Las causas son múltiples, y todas ellas deben ser reconocidas por un especialista cuanto antes mejor. Por ello, avisaremos inmediatamente al médico, aunque mientras tanto podamos ir haciendo algunas cosas.
Tratamiento
Guardar cama y reposo absoluto. Compresa de Fritz (puesto un paño, cruzamiento de una pierna sobre otra)

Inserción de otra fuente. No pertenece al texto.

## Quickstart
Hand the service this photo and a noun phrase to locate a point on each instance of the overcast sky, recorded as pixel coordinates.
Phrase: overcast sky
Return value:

Muy grave tiene que ser la cosa para que, y tardando el médico, se atreva alguna persona no competente a hacer un taponamiento intravaginal con gasa.
Se darán líquidos y alimentos sin temor y se quitará la almohada.
Si es durante el embarazo o después del parto, sobre todo después, es de cuidado; en el segundo caso se puede pellizcar suavemente la piel del vientre, con objeto de que la matriz se contraiga. En estos casos está muy bien indicada también la mencionada compresa de Fritz. Si la hemorragia continúa, la sangre aparece por su parte superior, sirviendo al mismo tiempo de tapón y guía.
Las hemorragias por aborto de uno a tres meses a veces asustan mucho; pero generalmente no pasa nada.
Si la hemorragia no cesa, se puede poner un peso sobre el vientre—tal como un saquito de arena—, al objeto de que por su peso comprima e impida que la matriz se llene de sangre con la hemorragia consiguiente.
Como ya hemos indicado otras veces, si la paciente se marea, habrá que poner unos tacos o ladrillos debajo de las patas correspondientes a los pies de la cama, a fin de que la cabeza esté más baja que el resto del cuerpo. El médico decidirá de la conveniencia de un tratamiento en el domicilio de la paciente o de su traslado a una clínica.
La transfusión de sangre puede ser necesaria e incluso imperativa.